The silver lining in all this is that if any state can get it right, Minnesota can. We’re in a better position to do it because of our history of innovation in both the private and public health care sectors.
Most of the state’s clinics, health care networks and hospitals are already set up in a way that they can coordinate care for individuals, creating what health care professionals call a “medical home” where patients are linked to specialty care and support services through their primary care physician or clinic.
This means that doctors can focus on prevention, health education and chronic disease management and reduce or eliminate reduce duplication of services (tests, scans, x-rays, etc.), as well as gaps in care.
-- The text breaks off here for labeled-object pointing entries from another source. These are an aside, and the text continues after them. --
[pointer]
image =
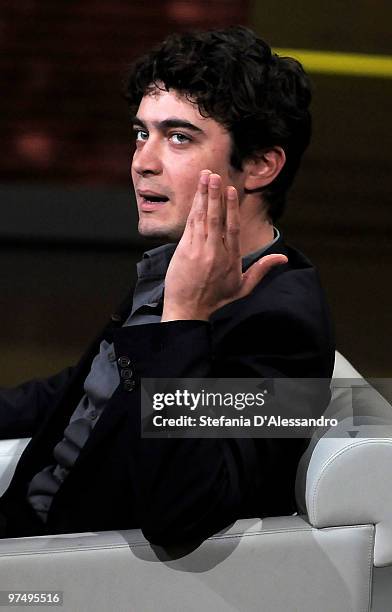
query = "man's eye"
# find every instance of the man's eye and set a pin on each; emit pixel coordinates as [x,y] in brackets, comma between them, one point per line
[140,135]
[178,138]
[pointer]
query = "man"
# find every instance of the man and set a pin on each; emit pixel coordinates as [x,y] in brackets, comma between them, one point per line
[220,126]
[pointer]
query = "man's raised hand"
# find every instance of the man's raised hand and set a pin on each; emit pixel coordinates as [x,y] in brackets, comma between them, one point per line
[205,272]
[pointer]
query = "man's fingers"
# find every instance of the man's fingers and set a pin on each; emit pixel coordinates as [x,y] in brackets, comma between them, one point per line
[215,216]
[232,229]
[259,270]
[195,225]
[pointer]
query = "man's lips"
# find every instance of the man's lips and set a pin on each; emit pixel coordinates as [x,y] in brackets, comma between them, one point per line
[151,200]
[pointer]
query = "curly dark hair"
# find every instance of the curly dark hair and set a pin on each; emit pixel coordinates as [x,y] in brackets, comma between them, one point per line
[233,77]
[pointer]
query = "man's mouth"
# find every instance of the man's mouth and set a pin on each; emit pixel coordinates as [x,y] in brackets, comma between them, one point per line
[150,197]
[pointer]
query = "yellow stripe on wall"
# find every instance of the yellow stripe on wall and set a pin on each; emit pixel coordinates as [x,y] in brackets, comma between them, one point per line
[330,62]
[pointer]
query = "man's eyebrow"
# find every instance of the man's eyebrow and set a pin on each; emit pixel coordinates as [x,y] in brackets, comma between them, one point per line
[173,122]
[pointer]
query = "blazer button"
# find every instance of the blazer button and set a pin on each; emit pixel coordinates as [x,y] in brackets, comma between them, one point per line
[123,362]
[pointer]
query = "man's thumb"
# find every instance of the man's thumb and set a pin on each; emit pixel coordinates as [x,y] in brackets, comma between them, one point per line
[259,270]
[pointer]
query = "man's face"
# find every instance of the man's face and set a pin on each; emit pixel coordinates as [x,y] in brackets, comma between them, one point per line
[173,144]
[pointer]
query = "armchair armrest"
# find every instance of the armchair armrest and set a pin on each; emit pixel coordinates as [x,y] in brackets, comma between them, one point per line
[349,482]
[10,452]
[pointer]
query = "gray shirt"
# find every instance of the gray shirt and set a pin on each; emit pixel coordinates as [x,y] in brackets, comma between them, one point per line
[103,378]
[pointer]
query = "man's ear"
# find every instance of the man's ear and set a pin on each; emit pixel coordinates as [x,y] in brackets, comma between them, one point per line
[260,171]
This is particularly important for people with chronic illness. In a medical home, care comes together and all the patient’s medical needs are met within a single facility. That focus makes sure that patients with manageable diseases like diabetes are exercising, watching their diet and monitoring blood sugar, which in turn prevents unnecessary trips to the emergency room or extended stays in the hospital.
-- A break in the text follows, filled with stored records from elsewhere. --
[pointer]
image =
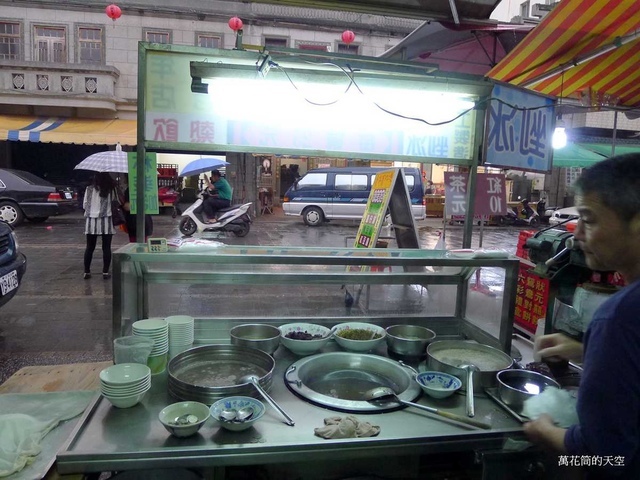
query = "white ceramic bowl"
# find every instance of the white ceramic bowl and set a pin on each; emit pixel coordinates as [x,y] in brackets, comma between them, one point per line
[124,374]
[304,347]
[126,401]
[438,384]
[359,345]
[236,403]
[168,417]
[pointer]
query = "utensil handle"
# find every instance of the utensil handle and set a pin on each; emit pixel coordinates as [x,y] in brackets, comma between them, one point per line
[471,410]
[459,418]
[271,402]
[450,416]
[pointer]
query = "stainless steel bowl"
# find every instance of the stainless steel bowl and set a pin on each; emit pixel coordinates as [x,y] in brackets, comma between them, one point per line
[256,335]
[515,385]
[409,340]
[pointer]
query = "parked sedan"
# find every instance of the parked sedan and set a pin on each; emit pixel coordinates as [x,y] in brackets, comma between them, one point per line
[25,195]
[562,214]
[13,264]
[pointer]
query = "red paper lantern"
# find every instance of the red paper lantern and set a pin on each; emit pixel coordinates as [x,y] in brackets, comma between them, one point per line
[348,36]
[235,24]
[113,12]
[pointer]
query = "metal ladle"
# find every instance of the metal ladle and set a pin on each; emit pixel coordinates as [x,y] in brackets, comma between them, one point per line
[385,393]
[253,380]
[470,369]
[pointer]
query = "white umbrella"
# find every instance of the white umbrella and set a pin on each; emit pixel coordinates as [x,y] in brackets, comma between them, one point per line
[110,161]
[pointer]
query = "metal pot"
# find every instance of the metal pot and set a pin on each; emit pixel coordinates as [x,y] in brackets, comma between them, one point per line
[516,386]
[448,355]
[211,372]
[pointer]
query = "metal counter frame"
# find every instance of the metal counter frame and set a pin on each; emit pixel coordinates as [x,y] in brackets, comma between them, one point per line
[112,439]
[136,272]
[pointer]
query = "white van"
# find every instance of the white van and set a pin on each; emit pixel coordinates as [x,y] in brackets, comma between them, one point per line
[342,193]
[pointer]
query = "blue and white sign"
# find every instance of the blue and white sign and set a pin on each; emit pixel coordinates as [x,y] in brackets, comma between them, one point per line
[520,127]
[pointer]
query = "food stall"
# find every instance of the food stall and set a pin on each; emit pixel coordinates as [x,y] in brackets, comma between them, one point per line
[421,287]
[222,287]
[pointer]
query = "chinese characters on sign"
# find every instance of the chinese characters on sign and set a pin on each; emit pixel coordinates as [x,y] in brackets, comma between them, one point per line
[520,130]
[532,296]
[151,205]
[490,199]
[376,209]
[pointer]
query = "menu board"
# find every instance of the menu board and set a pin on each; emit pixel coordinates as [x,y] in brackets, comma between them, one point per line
[376,210]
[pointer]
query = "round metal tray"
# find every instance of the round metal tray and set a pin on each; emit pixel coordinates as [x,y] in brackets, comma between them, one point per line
[208,373]
[338,380]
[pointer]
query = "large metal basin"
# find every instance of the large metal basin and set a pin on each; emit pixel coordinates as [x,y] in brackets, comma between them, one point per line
[338,380]
[211,372]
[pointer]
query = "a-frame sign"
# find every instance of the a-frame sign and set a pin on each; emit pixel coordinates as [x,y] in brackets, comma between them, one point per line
[389,193]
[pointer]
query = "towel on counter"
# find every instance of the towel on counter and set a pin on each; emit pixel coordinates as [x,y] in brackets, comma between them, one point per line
[347,427]
[26,418]
[560,405]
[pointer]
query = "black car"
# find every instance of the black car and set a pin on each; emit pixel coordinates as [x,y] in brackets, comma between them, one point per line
[13,264]
[25,195]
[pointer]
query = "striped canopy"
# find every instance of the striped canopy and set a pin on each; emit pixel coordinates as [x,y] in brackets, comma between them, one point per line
[584,49]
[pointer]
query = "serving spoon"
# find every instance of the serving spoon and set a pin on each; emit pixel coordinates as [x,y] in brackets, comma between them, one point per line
[253,380]
[380,394]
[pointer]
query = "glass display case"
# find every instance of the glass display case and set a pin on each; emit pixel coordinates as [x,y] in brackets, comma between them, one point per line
[222,286]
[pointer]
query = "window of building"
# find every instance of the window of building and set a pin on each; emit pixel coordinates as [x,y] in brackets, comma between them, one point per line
[208,41]
[10,41]
[90,45]
[50,44]
[156,36]
[348,49]
[275,42]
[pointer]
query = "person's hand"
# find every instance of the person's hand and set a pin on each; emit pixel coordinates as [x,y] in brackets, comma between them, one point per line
[558,345]
[543,432]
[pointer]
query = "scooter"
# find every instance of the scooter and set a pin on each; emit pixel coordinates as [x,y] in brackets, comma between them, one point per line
[233,219]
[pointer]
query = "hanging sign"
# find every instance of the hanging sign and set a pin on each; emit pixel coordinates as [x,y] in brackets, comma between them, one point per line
[490,199]
[532,296]
[520,127]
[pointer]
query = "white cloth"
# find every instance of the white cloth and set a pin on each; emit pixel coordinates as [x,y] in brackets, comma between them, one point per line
[26,418]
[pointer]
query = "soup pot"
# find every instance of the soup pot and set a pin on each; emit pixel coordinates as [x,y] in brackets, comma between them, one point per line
[450,355]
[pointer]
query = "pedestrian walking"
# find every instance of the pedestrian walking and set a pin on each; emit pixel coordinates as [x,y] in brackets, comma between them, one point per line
[98,222]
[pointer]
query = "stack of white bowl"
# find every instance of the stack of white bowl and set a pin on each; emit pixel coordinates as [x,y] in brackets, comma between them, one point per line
[180,333]
[125,384]
[158,330]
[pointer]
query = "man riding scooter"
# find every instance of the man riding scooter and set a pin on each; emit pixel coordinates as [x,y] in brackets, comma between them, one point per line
[219,195]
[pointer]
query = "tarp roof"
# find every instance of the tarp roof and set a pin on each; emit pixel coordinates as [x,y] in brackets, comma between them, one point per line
[68,130]
[583,48]
[416,9]
[471,47]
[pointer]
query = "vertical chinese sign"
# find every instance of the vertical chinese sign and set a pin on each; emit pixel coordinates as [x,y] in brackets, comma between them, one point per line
[151,205]
[490,199]
[376,210]
[532,296]
[520,125]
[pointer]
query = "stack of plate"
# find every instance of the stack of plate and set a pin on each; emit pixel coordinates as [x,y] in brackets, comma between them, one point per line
[125,384]
[158,330]
[180,333]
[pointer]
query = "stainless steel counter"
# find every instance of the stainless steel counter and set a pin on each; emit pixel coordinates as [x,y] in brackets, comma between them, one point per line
[108,438]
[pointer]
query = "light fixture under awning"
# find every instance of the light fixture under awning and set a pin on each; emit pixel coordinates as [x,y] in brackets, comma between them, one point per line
[68,130]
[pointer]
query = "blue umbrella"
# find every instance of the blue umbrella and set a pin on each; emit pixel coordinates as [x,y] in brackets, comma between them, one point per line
[202,165]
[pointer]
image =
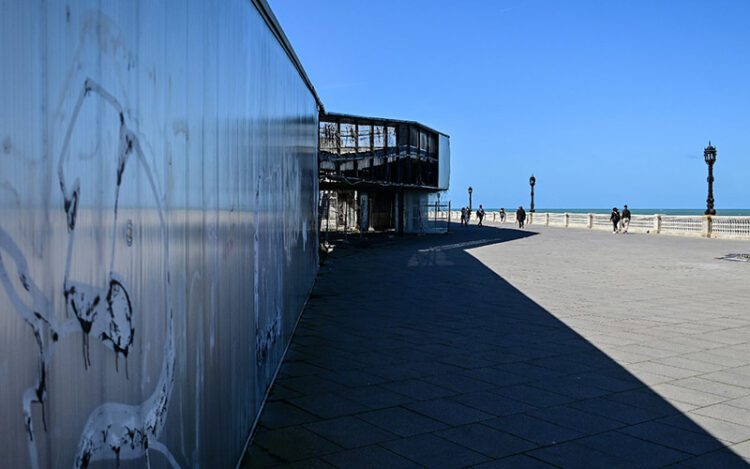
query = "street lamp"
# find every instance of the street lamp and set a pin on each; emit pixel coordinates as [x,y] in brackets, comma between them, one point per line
[709,154]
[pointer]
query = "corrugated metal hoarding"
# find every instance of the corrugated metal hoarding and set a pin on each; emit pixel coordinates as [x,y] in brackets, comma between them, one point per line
[157,228]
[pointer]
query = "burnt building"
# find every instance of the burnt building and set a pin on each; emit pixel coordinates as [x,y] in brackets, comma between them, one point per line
[380,174]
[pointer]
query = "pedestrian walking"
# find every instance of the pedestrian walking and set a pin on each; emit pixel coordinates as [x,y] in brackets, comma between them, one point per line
[520,216]
[614,217]
[480,214]
[625,219]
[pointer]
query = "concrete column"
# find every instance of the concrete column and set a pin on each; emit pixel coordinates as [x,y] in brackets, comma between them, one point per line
[364,212]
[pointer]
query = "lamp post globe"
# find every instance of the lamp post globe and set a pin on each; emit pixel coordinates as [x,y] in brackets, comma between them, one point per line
[532,183]
[709,155]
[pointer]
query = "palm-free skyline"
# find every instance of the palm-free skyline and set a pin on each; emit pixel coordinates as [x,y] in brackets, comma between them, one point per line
[605,102]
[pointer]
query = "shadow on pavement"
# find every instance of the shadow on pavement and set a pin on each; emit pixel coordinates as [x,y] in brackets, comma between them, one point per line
[415,354]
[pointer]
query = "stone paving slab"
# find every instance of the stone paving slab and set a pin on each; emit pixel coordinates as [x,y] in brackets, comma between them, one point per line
[497,347]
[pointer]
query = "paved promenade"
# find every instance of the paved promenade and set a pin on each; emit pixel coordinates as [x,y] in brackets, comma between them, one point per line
[494,347]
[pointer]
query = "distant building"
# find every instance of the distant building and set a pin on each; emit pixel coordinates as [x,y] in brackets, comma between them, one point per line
[377,174]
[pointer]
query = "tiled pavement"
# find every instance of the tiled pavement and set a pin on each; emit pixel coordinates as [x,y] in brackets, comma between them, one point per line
[565,348]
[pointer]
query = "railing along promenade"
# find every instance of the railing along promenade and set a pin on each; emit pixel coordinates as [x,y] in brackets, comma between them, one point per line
[716,226]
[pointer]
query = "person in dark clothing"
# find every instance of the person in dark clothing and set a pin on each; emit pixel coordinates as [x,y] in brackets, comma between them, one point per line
[614,217]
[625,221]
[520,216]
[480,214]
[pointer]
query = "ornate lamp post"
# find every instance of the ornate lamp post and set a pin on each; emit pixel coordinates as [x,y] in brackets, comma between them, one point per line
[709,154]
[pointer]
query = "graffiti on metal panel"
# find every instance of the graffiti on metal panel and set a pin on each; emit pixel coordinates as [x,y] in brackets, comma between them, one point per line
[113,431]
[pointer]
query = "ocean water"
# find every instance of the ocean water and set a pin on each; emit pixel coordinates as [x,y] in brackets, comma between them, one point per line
[733,212]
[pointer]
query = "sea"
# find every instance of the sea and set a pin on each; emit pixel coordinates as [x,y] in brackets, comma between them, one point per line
[730,212]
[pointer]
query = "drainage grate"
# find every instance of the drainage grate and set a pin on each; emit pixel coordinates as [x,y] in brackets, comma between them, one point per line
[736,257]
St. Mary’s Duluth Clinic, Park Nicollet in Minneapolis and Rochester’s world-renowned Mayo Clinic all have done ground-breaking work in this area and provide a number of models for our health care system.
Minnesota is also in a good position because of the long-standing public-private partnership when it comes to health care. For all of the assaults on it over the past several years, the state’s MinnesotaCare program remains a model for providing affordable and quality care to working families priced out of the private insurance market.
MinnesotaCare will continue to play a big role in future reforms, in a large part because rural communities are going to need to special focus because of the shortage of providers in rural areas. MinnesotaCare already serves as a link to specialty care and support services for rural patients, much the same way that private clinics do in Minneapolis, Duluth or Rochester.
All that’s missing right now is leadership. Most of the medical community recognizes that reform is needed. The public, in poll after poll, shows a hunger for change.
After a decade of stagnation and satisfaction with the status quo, we have an opportunity to reestablish Minnesota as a leader in health care reform and innovation. We just need to demand it.